Ioannidis is after bias in research. He is perhaps best known for a 2005 paper “Why Most Published Research Findings Are False.” A professor at Stanford, he has built a career in the field of meta-research and may be one of the most highly cited researchers alive.

In 2017, he published “The Power of Bias in Economics Research.” He recently talked to Russ Roberts on the EconTalk podcast about his research and what it means for economics.

He focuses on two factors that contribute to bias in economics research: publication bias and low power. These are complicated topics. This post hopes to provide a simplified explanation of these issues and why bias and power matters.

What is bias?

We frequently hear the word bias. “Fake news” is biased news. For dinner, I am biased toward steak over chicken. That’s different from statistical bias.

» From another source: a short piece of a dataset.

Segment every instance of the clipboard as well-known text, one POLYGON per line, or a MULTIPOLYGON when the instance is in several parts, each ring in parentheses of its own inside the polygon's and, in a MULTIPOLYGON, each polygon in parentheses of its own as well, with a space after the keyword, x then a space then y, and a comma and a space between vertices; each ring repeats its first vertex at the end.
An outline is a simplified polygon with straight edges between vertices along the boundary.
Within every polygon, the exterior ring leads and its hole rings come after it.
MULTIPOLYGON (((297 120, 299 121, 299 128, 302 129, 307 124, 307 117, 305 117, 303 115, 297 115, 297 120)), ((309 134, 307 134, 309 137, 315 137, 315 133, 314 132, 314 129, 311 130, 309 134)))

In statistics, bias means that a researcher’s estimate of a variable or effect is different from the “true” value or effect. The “true” probability of getting heads from tossing a fair coin is 50 percent. Let’s say that no matter how many times I toss a particular coin, I find that I’m getting heads about 75 percent of the time. My instrument, the coin, may be biased. I may be the most honest coin flipper, but my experiment has biased results. In other words, biased results do not imply biased research or biased researchers.

Publication bias

Publication bias occurs because peer-reviewed publications tend to favor publishing positive, statistically significant results and to reject insignificant results. Informally, this is known as the “file drawer” problem. Nonsignificant results remain unsubmitted in the researcher’s file drawer or, if submitted, remain in limbo in an editor’s file drawer.

Studies are more likely to be published in peer-reviewed publications if they have statistically significant findings, build on previous published research, and can potentially garner citations for the journal with sensational findings. Studies that don’t have statistically significant findings or don’t build on previous research are less likely to be published.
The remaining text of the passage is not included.